Actually, Paul said sin entered the world, and through sin death. The cause of this was the sin of man, hence the sin of man brought death not only on man, but the world as a whole.
Agreed on the first sentence, but not on the second. Paul says death spread to all men. Not to men and animals. And even when he speaks of death spreading to all men, he adds that it is because all men sinned. IOW it was not Adam's sin alone that brought death to all men. It was also their (our) own.
This still doesn't derail the point I was trying to make, that guided evolution assumes a direction and goal in all evolutionary processes, whereas the core definition of evolution assumes a result that is the complete opposite. The moment you infer God as the cause it is no longer naturalism, this is self defeating to evolutionary theory.

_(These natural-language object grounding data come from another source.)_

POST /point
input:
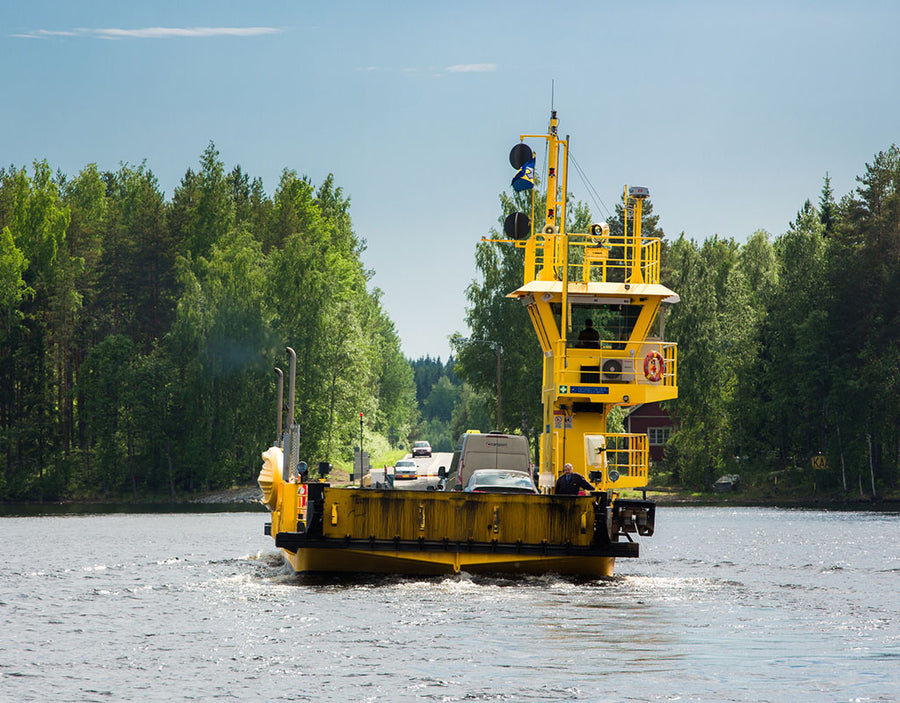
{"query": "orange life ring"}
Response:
(654, 366)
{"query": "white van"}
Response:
(492, 450)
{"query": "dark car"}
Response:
(500, 481)
(421, 448)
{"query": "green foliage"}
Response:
(139, 336)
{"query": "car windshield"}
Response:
(490, 481)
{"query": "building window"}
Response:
(658, 435)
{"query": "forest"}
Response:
(139, 337)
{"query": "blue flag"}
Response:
(524, 178)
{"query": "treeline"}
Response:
(139, 335)
(788, 347)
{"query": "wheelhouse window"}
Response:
(658, 435)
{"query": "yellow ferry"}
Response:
(569, 278)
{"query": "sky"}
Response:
(730, 113)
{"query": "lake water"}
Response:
(743, 604)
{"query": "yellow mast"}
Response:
(619, 290)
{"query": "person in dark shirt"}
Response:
(589, 337)
(570, 483)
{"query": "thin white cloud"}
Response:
(472, 68)
(152, 32)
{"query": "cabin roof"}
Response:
(598, 288)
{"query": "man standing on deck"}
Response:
(570, 483)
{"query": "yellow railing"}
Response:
(627, 460)
(611, 259)
(617, 362)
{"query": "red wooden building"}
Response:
(652, 420)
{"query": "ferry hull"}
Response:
(327, 560)
(322, 529)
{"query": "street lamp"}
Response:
(497, 349)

I don't believe in naturalism and I don't think science is naturalistic in philosophy. Only in methodology.
So I think you misinterpret the core definition of evolution when you equate it with naturalism. There are two basic claims made in the science of evolution. One is that mutations give no evidence of guiding evolution in any one direction. In particular , mutations do not arise in response to any need a species may have to adapt to a new situation. Either the mutation already exists in the species or that adaptation does not happen. End of story.

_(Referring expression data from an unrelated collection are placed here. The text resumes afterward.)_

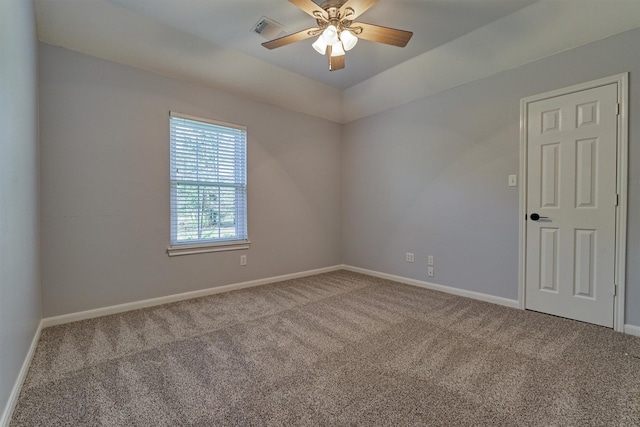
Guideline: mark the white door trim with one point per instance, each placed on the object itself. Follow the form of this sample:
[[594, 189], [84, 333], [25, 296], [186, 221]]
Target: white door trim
[[622, 80]]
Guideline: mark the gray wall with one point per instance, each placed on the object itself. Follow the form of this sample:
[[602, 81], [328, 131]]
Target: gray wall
[[105, 186], [430, 177], [19, 279]]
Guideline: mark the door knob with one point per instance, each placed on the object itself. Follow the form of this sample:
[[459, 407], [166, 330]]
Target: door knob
[[535, 217]]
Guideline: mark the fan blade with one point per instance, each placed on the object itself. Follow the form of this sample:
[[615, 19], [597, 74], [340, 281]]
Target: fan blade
[[292, 38], [335, 62], [358, 6], [311, 8], [376, 33]]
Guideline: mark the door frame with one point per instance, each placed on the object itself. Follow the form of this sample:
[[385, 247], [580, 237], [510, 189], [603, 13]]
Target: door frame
[[622, 81]]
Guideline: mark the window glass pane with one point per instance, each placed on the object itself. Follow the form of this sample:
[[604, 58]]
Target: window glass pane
[[208, 182]]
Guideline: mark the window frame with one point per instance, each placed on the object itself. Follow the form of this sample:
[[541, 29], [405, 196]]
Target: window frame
[[212, 245]]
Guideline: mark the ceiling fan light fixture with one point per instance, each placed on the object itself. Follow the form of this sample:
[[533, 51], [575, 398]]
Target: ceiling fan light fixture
[[337, 49], [320, 45], [348, 40], [330, 34]]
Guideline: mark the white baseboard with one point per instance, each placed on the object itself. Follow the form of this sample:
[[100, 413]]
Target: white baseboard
[[105, 311], [632, 330], [448, 289], [15, 392]]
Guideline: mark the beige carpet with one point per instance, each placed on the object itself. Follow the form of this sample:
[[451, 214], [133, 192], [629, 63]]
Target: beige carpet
[[334, 349]]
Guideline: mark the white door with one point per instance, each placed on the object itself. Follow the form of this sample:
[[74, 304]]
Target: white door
[[571, 186]]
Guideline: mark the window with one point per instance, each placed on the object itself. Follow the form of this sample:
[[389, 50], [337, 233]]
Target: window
[[208, 185]]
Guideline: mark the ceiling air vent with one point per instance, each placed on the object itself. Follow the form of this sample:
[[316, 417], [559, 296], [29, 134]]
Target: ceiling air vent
[[269, 29]]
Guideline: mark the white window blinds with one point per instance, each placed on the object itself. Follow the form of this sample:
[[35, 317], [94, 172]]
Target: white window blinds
[[208, 181]]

The second claim is that selection responds only to immediate survival and reproductive challenges, not to possible future challenges.
I agree with these claims. I don't agree that they necessitate a philosophy of naturalism.
Neither rules out God's understanding of evolutionary process, his foreknowledge of things to come, and his acting in the present for a future purpose via evolutionary process in ways that are not detectable to science since any such act appears to be of a piece with "natural" evolution.
Basically I don't think you can draw a line between God's action and nature's action as you can between natural action and human action. Historically the antonym of "natural" was "artificial" i.e. "made by human skill".
Somehow we have shifted the focus from human artifice to supernatural action by a deity, so that "natural" is now opposed to "supernatural" instead of "artificial" and is held to mean "not the action of a deity".
The first meaning is intelligible and scientifically testable. The latter is neither. It is simply a philosophical position that eliminates God from his creation.